473,395 Members | 1,474 Online
Bytes | Software Development & Data Engineering Community
Post Job

Home Posts Topics Members FAQ

Join Bytes to post your question to a community of 473,395 software developers and data experts.

Xerces and .NET System.Xml

Hi everybody:

I do not know if this is the correct list to a very specific
implementation problem, but if you can help me, it would be great! :)

I have one application that builds a Xml that contains some strange
characters:

std::string str = "Code = ";
str += '♦'; //strange character ASCII 4

and I serialize the Xml using Xerces and Xerces writes something like
(no matter the encoding I am using; I tried iso-8859-1; utf-8; utf-16,
etc.)

<XmlTest>
Code = ♦
</XmlTest>
But when I want to load this Xml using the Microsoft .NET
System.Xml.XmlDocument, I get an:

"Invalid character found" exception and the XML cannot be loaded.

What is wrong here?

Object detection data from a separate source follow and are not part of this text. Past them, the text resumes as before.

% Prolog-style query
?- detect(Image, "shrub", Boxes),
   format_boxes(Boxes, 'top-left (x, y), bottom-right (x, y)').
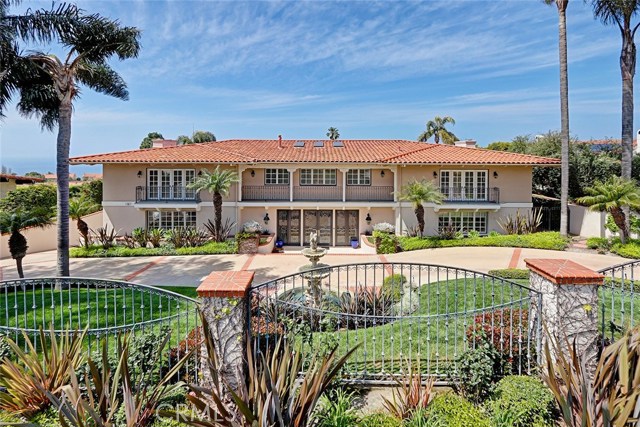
top-left (380, 273), bottom-right (407, 302)
top-left (242, 221), bottom-right (262, 233)
top-left (487, 376), bottom-right (556, 427)
top-left (373, 222), bottom-right (396, 233)
top-left (427, 393), bottom-right (491, 427)
top-left (587, 237), bottom-right (611, 251)
top-left (453, 332), bottom-right (503, 403)
top-left (373, 230), bottom-right (399, 254)
top-left (489, 268), bottom-right (529, 280)
top-left (357, 412), bottom-right (402, 427)
top-left (315, 389), bottom-right (358, 427)
top-left (467, 308), bottom-right (533, 373)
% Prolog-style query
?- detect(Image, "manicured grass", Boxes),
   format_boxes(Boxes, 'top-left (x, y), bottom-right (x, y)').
top-left (400, 231), bottom-right (569, 251)
top-left (0, 286), bottom-right (196, 329)
top-left (69, 240), bottom-right (238, 258)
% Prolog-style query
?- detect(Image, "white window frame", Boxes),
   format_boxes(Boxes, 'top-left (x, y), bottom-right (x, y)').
top-left (264, 168), bottom-right (289, 185)
top-left (438, 211), bottom-right (489, 234)
top-left (147, 168), bottom-right (196, 200)
top-left (146, 210), bottom-right (197, 230)
top-left (440, 169), bottom-right (489, 201)
top-left (300, 169), bottom-right (338, 187)
top-left (347, 169), bottom-right (371, 186)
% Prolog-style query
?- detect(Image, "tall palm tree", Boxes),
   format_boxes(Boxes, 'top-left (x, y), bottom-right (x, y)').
top-left (418, 116), bottom-right (458, 144)
top-left (544, 0), bottom-right (569, 241)
top-left (591, 0), bottom-right (640, 179)
top-left (0, 209), bottom-right (52, 279)
top-left (69, 198), bottom-right (98, 249)
top-left (399, 180), bottom-right (444, 236)
top-left (578, 176), bottom-right (640, 243)
top-left (18, 15), bottom-right (140, 276)
top-left (188, 166), bottom-right (238, 242)
top-left (327, 127), bottom-right (340, 141)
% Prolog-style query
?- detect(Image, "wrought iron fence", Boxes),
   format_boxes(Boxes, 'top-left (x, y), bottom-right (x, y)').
top-left (599, 260), bottom-right (640, 345)
top-left (0, 277), bottom-right (201, 379)
top-left (247, 263), bottom-right (542, 384)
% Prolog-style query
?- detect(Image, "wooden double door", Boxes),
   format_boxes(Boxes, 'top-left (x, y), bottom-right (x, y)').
top-left (277, 209), bottom-right (359, 247)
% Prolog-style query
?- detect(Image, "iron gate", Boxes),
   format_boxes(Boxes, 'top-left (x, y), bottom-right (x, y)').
top-left (247, 263), bottom-right (542, 384)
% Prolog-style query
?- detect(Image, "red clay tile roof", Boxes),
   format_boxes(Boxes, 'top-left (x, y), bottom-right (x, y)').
top-left (71, 139), bottom-right (560, 166)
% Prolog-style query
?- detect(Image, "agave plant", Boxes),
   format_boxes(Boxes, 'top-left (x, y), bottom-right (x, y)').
top-left (47, 335), bottom-right (198, 427)
top-left (165, 317), bottom-right (357, 427)
top-left (382, 360), bottom-right (435, 420)
top-left (0, 328), bottom-right (85, 417)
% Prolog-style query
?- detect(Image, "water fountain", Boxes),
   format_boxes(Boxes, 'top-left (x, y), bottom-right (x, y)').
top-left (298, 231), bottom-right (329, 307)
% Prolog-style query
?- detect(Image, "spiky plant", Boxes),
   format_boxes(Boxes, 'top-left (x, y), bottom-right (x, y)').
top-left (69, 198), bottom-right (98, 249)
top-left (0, 328), bottom-right (85, 416)
top-left (399, 180), bottom-right (444, 236)
top-left (0, 208), bottom-right (53, 279)
top-left (166, 317), bottom-right (357, 427)
top-left (578, 176), bottom-right (640, 243)
top-left (188, 166), bottom-right (238, 242)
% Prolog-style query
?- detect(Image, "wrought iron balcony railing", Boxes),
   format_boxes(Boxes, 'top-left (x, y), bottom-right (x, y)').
top-left (136, 185), bottom-right (200, 203)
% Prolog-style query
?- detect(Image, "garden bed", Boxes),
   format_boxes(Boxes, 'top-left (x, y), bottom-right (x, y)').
top-left (69, 240), bottom-right (238, 258)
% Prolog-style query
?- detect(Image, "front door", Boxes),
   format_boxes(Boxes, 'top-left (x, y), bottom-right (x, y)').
top-left (336, 210), bottom-right (359, 246)
top-left (276, 210), bottom-right (300, 246)
top-left (304, 209), bottom-right (333, 246)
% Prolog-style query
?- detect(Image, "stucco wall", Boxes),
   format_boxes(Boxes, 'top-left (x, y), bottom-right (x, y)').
top-left (0, 211), bottom-right (103, 259)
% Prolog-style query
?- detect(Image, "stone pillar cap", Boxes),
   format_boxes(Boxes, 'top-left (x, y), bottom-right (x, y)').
top-left (524, 259), bottom-right (604, 285)
top-left (198, 271), bottom-right (254, 298)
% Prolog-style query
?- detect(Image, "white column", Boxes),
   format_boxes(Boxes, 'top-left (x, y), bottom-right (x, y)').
top-left (287, 168), bottom-right (297, 202)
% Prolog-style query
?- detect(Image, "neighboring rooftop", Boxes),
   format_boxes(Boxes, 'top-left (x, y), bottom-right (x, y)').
top-left (70, 139), bottom-right (560, 166)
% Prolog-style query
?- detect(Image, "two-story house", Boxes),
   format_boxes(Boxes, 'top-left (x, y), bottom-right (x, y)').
top-left (71, 139), bottom-right (559, 246)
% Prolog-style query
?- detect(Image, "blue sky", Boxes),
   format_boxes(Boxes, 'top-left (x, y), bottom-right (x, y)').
top-left (0, 0), bottom-right (640, 173)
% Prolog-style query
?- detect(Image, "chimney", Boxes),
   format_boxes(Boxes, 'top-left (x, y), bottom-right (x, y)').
top-left (453, 139), bottom-right (476, 148)
top-left (151, 138), bottom-right (178, 148)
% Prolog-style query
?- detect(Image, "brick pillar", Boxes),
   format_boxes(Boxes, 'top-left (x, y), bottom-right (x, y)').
top-left (524, 259), bottom-right (604, 373)
top-left (198, 271), bottom-right (254, 390)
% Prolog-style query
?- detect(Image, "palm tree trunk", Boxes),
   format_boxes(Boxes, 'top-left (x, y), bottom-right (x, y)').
top-left (56, 99), bottom-right (71, 277)
top-left (414, 204), bottom-right (424, 237)
top-left (620, 28), bottom-right (636, 236)
top-left (557, 0), bottom-right (569, 236)
top-left (213, 191), bottom-right (222, 242)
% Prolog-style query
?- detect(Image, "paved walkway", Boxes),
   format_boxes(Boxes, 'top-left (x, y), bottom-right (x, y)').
top-left (0, 247), bottom-right (628, 286)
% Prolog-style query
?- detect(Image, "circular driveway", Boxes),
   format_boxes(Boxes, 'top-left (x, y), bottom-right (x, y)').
top-left (0, 247), bottom-right (629, 286)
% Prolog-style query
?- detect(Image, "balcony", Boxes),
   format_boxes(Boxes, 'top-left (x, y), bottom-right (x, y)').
top-left (242, 185), bottom-right (393, 202)
top-left (136, 185), bottom-right (200, 203)
top-left (440, 187), bottom-right (500, 203)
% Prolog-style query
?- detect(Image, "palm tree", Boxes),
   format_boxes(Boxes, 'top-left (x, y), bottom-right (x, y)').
top-left (544, 0), bottom-right (569, 236)
top-left (578, 176), bottom-right (640, 243)
top-left (18, 15), bottom-right (140, 276)
top-left (327, 127), bottom-right (340, 141)
top-left (69, 198), bottom-right (98, 249)
top-left (591, 0), bottom-right (640, 179)
top-left (188, 166), bottom-right (238, 242)
top-left (0, 209), bottom-right (52, 279)
top-left (399, 180), bottom-right (444, 236)
top-left (418, 116), bottom-right (458, 144)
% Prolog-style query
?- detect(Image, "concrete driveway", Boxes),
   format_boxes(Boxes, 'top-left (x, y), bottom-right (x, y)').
top-left (0, 247), bottom-right (628, 286)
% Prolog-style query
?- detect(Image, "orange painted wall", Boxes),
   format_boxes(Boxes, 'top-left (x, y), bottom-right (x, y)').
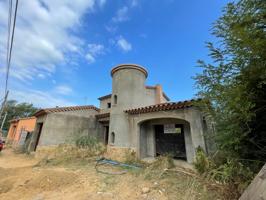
top-left (7, 117), bottom-right (36, 145)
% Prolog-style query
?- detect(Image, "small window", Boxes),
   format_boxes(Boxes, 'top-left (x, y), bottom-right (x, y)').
top-left (111, 132), bottom-right (115, 144)
top-left (114, 94), bottom-right (117, 104)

If I try to serialize the same String using the MS
implementation, I get a:

<XmlTest>
Code = &x4;
</XmlTest>

Jun 27 '08 #1
5 3017
Ernesto Bascón Pantoja wrote:
I have one application that builds a Xml that contains some strange
characters:

std::string str = "Code = ";
str += '♦'; //strange character ASCII 4
ASCII 4 is not allowed in XML 1.0 and only allowed as numeric character
reference in XML 1.1 I think.
Why do you want to put such characters into your XML documents?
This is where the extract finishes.